# 1.1 PyTorch Basics

# Table of Contents

- #### 1.1. Basic autograd example 1
- #### 1.2. Basic autograd example 2
- #### 1.3. Loading data from numpy
- #### 1.4. Implementing the input pipline
- #### 1.5. Input pipline for custom dataset
- #### 1.6. Using pretrained models
- #### 1.7. Save and load models 




### (0. Imports)

Let's import torch, torchvision and some of their modules

In [None]:
import torch 
import torch.nn as nn
import torch.utils.data as data

import torchvision
import torchvision.transforms as transforms
import torchvision.datasets as dsets

import numpy as np
# we also import pyplot and let jupyter show our plots with 
# the magic command %matplotlib inline
import matplotlib.pyplot as plt
%matplotlib inline

## 1. Basic autograd example 1

Gradient Checking. When we perform some operation with tensors (requiring gradients) and then we call `backward()` on a scalar tensor (i.e. 0-dimensional), the gradients w.r.t. the tensor for which we call the `backward()` method get stored in the `grad` attribute. We can thus inspect it by i.e. printing it.

In [None]:
# Create tensors
# torch.tensor is the recommended way to build a new tensor from existing data, copying them
x = torch.tensor([1], requires_grad=True, dtype=torch.float)
w = torch.tensor([2], requires_grad=True, dtype=torch.float)
b = torch.tensor([3.0], requires_grad=True)

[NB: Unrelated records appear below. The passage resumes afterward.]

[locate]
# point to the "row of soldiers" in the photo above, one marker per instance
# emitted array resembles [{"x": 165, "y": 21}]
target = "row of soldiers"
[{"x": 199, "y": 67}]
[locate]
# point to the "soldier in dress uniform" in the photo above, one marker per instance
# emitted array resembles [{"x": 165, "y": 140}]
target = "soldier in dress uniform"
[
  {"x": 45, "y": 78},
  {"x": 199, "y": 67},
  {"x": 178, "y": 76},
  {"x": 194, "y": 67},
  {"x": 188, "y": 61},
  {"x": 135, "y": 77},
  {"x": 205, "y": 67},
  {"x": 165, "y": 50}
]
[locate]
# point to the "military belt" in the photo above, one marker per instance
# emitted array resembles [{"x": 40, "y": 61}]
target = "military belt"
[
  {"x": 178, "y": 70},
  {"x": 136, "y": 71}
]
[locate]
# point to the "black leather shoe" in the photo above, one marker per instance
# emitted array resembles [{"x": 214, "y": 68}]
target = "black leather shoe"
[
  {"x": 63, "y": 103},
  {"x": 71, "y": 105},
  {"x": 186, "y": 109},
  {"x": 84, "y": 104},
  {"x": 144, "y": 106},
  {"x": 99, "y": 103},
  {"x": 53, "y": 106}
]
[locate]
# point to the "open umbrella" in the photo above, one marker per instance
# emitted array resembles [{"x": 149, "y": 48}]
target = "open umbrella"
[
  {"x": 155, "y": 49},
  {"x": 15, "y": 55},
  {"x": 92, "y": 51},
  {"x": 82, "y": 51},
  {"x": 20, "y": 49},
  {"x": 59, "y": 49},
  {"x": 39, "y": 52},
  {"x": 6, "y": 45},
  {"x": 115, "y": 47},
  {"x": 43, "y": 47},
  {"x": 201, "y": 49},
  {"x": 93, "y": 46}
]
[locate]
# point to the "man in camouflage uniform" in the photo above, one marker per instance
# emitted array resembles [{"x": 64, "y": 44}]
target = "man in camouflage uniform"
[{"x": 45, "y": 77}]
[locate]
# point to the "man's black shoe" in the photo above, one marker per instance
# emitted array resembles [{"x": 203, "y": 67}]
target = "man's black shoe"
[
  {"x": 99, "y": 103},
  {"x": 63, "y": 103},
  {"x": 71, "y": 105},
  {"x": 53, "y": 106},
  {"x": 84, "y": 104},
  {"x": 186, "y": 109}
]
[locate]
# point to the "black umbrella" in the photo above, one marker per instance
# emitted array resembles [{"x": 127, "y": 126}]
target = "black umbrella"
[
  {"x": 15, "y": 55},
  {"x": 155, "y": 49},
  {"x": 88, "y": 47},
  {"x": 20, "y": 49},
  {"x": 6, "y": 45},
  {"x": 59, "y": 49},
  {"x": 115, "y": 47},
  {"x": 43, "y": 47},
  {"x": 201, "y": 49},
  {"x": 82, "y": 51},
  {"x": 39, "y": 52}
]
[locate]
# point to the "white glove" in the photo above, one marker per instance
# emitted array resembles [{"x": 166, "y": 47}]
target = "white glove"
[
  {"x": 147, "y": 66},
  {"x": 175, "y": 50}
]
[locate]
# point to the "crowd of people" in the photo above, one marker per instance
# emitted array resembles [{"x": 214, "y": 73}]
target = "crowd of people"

# Build a computation graph
y = w * x + b
print(x.grad)
print(w.grad)
print(b.grad)

What values should `dy/dx`, `dy/dw` and `dy/db` take?

    dy/dx = w # = 2
    dy/dw = x # = 1
    dy/db = 1


In [None]:
# Compute gradients
y.backward()

# Print out the gradients
print(x.grad)    # x.grad = 2 
print(w.grad)    # w.grad = 1 
print(b.grad)    # b.grad = 1 

## 2. Basic autograd example 2

Let's see a slightly more complex operation with tensors, taking few steps towards building a neural network.

In [None]:
# Create two random tensors, 5x3 and 5x2 (rows major)
x = torch.randn(5, 3)
y = torch.randn(5, 2)

# Build a linear layer with 3 input features and 2 output features,
# that is a function that computes y = x * A^T + b
# x is the input data, A is the weight matrix and b is the bias, both A and b are parameters of the function.
# Having 3 input features means that x will be a matrix of size Nx3, for some N,
# and having 2 output features means that y will have size Nx2.
# Note how N inputs of size 3 get processed at once resulting N outputs of size 2: N is often called batch size
linear = nn.Linear(3, 2)
print("w: ", linear.weight)
print("b: ", linear.bias)
print("y: ", linear(x))

### A simple Linear Regression

The point of computing gradients is that, given a function, we can compute how much the parameters of the function influence the result. For example, in the Linear function above, we can change `A` and `b` to influence the outcome `y`, given an input `x`. This means that, by tweaking the parameters, we can build a linear function that behaves as we desire.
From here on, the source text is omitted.